To that end, my goal is for these assigned readings to help familiarize you
with the most important ideas for class. There are two key issues I want to make
sure you know about:
- There is lots of content in the textbook that is 100% relevant for class, but
I don't assign via this mechanism, because I think it's more important to keep
the size somewhat small so you can definitely do it. But please don't
misinterpret -- if I don't assign a reading, it does not mean that it is not
important content for our course. Or, said with not so many negatives, there are
"unassigned" readings that will parallel what we do, and are certainly important
because they mimic what we'll do in class.
- It's sometimes challenging for me to
pick out precisely targeted readings with exactly the content I want you to prep
for class, because the book is not always organized in the same way that I
choose to cover the content. But we'll do our best. I will try to make clear
what portions of the readings are relevant, even if I am not "assigning" them
for pre-class readings.
Your tasks
For each assigned reading, you should post either a question you have about
the reading, or some comment associated with it. You don't need to work very
hard at this; if there's something you don't understand, ask it;
alternatively, if there's something that catches your attention, mention it or
quote it. You don't need to be innovative. In fact, if everyone in the class
has the same question, that's a really important point for me to
notice. Though we're not using Moodle in general for the course website, I've
linked to a Moodle forum, with readings numbered, where you can post questions
and comments.
Some specifics about our text
Finally, some specifics: I'll be skipping assigned readings in chapters 1 and 2 in the textbook.

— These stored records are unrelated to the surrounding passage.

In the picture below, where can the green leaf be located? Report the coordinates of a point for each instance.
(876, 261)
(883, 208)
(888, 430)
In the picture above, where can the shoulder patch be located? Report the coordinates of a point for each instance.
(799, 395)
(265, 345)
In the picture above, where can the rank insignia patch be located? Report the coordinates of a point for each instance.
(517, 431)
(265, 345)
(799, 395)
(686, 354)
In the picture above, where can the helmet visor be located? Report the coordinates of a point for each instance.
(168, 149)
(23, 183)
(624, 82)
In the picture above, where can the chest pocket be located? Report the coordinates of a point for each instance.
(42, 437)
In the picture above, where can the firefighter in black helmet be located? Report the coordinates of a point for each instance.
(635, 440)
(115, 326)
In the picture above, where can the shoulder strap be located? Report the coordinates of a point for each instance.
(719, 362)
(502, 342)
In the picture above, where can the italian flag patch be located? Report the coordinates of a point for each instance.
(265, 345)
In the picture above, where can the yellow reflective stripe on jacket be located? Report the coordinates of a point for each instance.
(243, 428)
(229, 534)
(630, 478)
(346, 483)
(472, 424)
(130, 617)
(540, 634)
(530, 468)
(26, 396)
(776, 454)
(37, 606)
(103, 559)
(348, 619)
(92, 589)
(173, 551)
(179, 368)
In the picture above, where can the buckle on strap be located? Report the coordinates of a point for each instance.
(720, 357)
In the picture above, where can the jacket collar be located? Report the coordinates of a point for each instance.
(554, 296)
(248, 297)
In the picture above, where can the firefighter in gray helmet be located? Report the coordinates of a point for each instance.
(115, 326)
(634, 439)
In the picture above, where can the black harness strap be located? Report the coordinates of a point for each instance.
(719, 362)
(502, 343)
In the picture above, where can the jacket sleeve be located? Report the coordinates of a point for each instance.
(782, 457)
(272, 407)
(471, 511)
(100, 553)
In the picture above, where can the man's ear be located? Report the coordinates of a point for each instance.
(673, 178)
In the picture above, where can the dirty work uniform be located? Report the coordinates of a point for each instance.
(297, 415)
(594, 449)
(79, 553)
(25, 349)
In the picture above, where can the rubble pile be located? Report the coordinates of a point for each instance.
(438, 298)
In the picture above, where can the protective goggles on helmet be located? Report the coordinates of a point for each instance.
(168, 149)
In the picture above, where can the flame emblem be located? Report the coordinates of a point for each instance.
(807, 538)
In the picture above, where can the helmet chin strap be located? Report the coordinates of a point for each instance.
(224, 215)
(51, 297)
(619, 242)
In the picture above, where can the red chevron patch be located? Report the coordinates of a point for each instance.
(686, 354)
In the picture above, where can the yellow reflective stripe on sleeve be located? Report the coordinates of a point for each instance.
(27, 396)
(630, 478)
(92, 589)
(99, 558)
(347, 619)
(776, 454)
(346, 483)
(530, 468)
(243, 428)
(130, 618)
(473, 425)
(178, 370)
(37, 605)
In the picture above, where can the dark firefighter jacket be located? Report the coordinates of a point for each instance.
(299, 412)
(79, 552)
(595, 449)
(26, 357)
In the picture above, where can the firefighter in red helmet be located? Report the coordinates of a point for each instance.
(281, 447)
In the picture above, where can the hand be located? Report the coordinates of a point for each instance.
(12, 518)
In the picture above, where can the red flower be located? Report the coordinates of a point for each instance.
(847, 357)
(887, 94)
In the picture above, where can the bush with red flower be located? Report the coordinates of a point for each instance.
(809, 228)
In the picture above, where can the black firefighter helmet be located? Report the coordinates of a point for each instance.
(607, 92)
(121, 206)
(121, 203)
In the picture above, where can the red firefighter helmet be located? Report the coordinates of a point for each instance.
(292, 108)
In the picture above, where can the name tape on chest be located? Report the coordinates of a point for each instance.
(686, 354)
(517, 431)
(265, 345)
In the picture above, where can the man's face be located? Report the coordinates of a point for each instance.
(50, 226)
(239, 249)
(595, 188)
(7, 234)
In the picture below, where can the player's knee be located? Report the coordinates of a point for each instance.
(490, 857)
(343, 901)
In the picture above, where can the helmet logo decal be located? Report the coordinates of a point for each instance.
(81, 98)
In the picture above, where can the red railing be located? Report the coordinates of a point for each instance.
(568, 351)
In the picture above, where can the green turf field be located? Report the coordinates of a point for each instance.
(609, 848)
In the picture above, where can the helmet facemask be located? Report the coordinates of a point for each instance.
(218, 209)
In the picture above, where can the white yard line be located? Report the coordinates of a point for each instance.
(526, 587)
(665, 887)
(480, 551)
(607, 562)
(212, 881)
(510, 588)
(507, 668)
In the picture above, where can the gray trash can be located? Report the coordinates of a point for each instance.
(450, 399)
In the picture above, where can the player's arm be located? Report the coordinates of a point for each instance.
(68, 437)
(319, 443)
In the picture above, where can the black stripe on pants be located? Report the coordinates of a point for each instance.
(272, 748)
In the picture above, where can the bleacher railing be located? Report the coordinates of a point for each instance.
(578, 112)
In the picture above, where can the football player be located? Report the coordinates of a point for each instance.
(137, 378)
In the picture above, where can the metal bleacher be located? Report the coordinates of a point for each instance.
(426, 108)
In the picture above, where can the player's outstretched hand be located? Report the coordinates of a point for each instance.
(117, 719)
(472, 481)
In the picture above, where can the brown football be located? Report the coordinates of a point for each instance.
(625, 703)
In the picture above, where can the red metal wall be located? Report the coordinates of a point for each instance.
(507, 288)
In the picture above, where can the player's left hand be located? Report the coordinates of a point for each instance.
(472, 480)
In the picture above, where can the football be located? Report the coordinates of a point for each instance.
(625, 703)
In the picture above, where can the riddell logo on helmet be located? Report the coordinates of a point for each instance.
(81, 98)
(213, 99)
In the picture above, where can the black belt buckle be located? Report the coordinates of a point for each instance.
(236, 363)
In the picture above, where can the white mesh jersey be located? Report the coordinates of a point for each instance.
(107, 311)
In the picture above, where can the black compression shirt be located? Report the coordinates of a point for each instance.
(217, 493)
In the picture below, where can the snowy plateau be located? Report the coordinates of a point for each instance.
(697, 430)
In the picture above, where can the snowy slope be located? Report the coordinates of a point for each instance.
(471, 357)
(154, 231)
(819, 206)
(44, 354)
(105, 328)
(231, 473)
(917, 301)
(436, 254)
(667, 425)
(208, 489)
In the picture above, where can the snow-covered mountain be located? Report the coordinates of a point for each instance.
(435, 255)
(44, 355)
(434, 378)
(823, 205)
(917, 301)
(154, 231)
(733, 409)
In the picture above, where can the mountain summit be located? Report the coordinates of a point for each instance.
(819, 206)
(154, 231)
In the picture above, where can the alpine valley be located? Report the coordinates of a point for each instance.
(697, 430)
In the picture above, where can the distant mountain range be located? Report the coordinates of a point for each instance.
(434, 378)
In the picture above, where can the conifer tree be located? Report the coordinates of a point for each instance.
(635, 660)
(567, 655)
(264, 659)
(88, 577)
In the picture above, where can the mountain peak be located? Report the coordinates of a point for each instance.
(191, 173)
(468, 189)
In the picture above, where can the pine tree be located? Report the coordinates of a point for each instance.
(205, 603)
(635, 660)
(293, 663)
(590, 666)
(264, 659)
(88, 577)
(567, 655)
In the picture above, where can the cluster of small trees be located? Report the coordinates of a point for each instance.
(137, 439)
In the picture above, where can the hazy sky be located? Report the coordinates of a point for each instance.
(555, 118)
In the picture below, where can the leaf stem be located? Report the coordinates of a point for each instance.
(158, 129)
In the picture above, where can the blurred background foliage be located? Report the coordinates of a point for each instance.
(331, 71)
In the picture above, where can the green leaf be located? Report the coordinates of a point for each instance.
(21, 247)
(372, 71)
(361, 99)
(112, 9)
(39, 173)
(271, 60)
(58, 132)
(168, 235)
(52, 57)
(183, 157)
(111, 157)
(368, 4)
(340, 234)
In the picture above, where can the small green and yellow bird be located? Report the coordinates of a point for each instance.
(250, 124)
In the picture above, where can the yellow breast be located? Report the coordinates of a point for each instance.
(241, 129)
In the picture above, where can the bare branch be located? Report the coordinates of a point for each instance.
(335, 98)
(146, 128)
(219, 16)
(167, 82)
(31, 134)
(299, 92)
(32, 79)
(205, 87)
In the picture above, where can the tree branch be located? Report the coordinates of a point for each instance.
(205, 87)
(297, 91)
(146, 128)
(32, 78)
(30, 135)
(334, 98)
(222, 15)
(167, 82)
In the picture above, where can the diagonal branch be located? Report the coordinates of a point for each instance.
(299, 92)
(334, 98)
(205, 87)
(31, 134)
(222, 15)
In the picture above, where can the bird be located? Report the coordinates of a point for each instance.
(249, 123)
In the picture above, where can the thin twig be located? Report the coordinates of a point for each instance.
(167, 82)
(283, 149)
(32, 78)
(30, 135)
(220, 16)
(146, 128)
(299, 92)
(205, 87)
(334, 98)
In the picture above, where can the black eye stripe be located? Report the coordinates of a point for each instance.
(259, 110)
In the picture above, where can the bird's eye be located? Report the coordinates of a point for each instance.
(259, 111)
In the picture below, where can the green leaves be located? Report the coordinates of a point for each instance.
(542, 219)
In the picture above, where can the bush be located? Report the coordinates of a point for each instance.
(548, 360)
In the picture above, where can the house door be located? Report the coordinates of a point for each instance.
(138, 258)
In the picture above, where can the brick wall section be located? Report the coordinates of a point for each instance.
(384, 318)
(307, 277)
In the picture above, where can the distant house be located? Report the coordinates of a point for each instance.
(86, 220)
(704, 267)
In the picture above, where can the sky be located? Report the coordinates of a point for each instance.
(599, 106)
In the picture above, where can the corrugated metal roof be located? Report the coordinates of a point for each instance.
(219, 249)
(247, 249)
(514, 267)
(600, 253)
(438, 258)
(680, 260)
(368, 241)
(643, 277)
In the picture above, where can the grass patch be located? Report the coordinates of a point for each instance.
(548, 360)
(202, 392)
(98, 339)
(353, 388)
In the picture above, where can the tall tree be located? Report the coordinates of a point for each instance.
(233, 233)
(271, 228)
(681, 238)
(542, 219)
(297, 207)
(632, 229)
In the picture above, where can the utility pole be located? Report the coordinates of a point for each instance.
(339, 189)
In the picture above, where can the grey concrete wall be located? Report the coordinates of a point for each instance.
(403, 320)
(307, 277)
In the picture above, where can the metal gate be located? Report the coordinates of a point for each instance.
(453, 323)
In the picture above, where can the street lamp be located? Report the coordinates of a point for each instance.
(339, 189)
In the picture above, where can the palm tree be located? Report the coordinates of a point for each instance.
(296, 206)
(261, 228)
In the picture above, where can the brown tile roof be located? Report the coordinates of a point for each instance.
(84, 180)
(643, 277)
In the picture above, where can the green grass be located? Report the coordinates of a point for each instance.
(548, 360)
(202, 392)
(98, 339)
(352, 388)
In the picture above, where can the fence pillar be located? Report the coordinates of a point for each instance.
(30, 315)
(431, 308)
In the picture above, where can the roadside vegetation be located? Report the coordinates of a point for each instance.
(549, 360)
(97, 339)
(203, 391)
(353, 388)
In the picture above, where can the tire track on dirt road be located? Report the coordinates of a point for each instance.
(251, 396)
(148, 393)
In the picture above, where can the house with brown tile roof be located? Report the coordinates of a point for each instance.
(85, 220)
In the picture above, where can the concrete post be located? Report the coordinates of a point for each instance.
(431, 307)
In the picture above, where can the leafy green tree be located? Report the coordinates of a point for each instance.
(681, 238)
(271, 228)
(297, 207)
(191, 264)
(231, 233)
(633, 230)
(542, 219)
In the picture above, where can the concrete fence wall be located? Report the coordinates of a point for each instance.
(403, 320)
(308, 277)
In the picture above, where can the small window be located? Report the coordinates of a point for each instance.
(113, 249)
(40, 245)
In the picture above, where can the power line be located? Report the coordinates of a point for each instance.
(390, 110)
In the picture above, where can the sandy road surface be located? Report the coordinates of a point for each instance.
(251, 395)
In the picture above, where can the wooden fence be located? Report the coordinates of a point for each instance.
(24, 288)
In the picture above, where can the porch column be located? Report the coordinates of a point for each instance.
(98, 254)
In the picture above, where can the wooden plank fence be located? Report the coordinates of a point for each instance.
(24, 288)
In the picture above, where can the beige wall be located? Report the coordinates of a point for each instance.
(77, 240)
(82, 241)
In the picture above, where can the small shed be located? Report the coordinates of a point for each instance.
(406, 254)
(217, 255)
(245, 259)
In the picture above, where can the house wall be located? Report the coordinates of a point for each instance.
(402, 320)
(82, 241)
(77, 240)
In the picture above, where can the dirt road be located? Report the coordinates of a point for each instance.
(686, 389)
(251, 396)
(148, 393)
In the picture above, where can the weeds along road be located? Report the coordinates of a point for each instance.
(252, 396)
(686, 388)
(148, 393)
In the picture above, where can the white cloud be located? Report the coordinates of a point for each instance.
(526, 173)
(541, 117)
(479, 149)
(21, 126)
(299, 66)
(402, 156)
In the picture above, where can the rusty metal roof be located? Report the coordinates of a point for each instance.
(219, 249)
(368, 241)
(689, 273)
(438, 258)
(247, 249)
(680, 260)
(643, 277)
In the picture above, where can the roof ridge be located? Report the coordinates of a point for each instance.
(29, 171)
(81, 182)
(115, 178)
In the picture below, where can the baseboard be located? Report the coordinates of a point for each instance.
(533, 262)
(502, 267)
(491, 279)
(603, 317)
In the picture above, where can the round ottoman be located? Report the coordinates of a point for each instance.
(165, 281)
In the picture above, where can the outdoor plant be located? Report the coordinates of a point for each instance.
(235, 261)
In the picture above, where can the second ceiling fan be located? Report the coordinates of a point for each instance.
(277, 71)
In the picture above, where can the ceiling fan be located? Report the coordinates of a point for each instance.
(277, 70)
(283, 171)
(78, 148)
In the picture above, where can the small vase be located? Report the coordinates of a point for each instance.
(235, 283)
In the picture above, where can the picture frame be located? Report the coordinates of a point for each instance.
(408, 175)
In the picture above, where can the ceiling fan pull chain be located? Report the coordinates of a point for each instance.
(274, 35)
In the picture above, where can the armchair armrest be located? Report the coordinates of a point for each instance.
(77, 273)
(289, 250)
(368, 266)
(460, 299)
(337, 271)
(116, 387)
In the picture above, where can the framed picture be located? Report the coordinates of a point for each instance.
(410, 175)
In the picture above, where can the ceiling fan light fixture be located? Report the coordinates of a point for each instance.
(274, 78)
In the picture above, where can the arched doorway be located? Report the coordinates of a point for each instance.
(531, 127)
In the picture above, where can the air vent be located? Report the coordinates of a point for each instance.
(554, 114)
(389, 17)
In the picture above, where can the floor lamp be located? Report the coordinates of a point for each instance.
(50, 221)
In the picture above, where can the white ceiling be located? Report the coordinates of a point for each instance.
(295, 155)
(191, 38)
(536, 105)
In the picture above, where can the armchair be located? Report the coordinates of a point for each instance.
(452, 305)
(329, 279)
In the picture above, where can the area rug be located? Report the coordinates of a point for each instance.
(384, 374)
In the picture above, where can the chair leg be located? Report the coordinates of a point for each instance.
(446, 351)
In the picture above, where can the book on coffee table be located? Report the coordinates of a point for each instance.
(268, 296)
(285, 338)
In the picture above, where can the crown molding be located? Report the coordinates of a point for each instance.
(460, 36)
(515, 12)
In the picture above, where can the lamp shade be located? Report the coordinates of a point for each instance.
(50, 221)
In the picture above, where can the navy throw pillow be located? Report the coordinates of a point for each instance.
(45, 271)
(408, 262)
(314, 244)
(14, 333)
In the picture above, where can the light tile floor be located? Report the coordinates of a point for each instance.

- Chapter 1 is a mixture of the typical overview-of-the-field sort of
material. We'll talk about it in class, but I won't be assigning the reading
in particular. The latter part of the chapter has a number of specific
technical skills. Some of those skills are worthwhile in concept, but we'll go
back and cover them in context as they happen. If you're interested, go ahead
and look at it.
- Chapter 2 is all about MapReduce, a
great framework for doing computing in parallel. It's neat content, and I
thought long and hard about including it. I decided against it (mostly)
because it's fairly time consuming to work through and it isn't really data
mining. MapReduce is fantastic distributed programming effort that is
applicable to any sort of algorithm you want to parallelize. Also, the
textbook doesn't really refer to MapReduce again after this chapter except for
very occasionally. On the rare occasions it doesn, where it's relevant, we'll
talk through it. Again, if you're interested, take a look. If you want to
play around, there's a great simple version of a MapReduce-like framework
called Spark that you can
install on your own computer to do parallel programming with the multiple
cores on your machine. The Spark framework specifically targets Java and
Python (and Scala, if you're curious) as major languages that it supports.